Product — TOLVYN

The moat

The Immutable Ledger

Every AI request that passes through TOLVYN is recorded in an append-only ledger. Each entry is hashed with SHA-256, chained to the previous entry, and signed with HMAC-SHA256. The result: a cryptographically verifiable record of every API call your organization made to every AI provider, ever.

How the chain works

Each ledger record holds a prev_hash field pointing at the SHA-256 hash of the previous record's serialized payload. Any retroactive modification of any record breaks the chain — and breakage is detectable in O(1) at any sequence number.

HMAC-SHA256 signature

On top of the hash chain, each record is signed with HMAC-SHA256 using a per-tenant key. Signature verification proves both integrity (the record wasn't modified) and authenticity (the record was written by TOLVYN, not forged by someone with read access to the database).

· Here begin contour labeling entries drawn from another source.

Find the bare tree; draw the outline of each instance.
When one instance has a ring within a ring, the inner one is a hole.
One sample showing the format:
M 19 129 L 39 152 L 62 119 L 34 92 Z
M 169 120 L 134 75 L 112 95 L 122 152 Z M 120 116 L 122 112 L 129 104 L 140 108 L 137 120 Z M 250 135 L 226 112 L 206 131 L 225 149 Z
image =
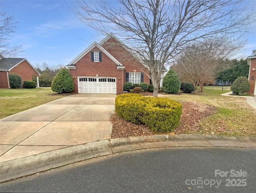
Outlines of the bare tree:
M 104 0 L 77 0 L 72 9 L 82 22 L 101 34 L 116 34 L 134 55 L 146 62 L 155 96 L 161 78 L 158 72 L 188 45 L 217 35 L 241 47 L 253 30 L 256 15 L 242 0 L 118 1 L 113 6 Z
M 12 34 L 17 32 L 18 22 L 15 22 L 14 16 L 5 12 L 0 12 L 0 53 L 6 57 L 15 57 L 24 51 L 22 45 L 12 46 L 9 41 L 13 37 Z
M 235 53 L 239 48 L 236 44 L 226 43 L 219 38 L 197 42 L 190 46 L 172 67 L 183 81 L 192 82 L 194 87 L 198 84 L 203 92 L 205 83 L 213 83 L 217 73 L 229 69 L 233 63 L 225 59 Z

Advisory lock for sequence integrity

Sequence numbers are allocated under a Postgres advisory lock per tenant. There are no gaps and no duplicates — even under concurrent writes from multiple proxy workers.

Verification endpoint

# Verify the entire ledger for your tenant
$ tolvyn ledger verify --from 1 --to latest
verifying 4,821 records...
✓ hash chain intact
✓ all HMAC signatures valid
✓ no sequence gaps
ledger integrity: PASS

What it proves — and what it doesn't

The ledger proves what was billable: which request, at which timestamp, to which model, with which token counts, at which cost. It does not store prompt or response content. There is nothing in the ledger your finance team can't show an auditor.

Attribution

Six dimensions of cost attribution

Every request is tagged across six dimensions. Slice cost reports by any combination.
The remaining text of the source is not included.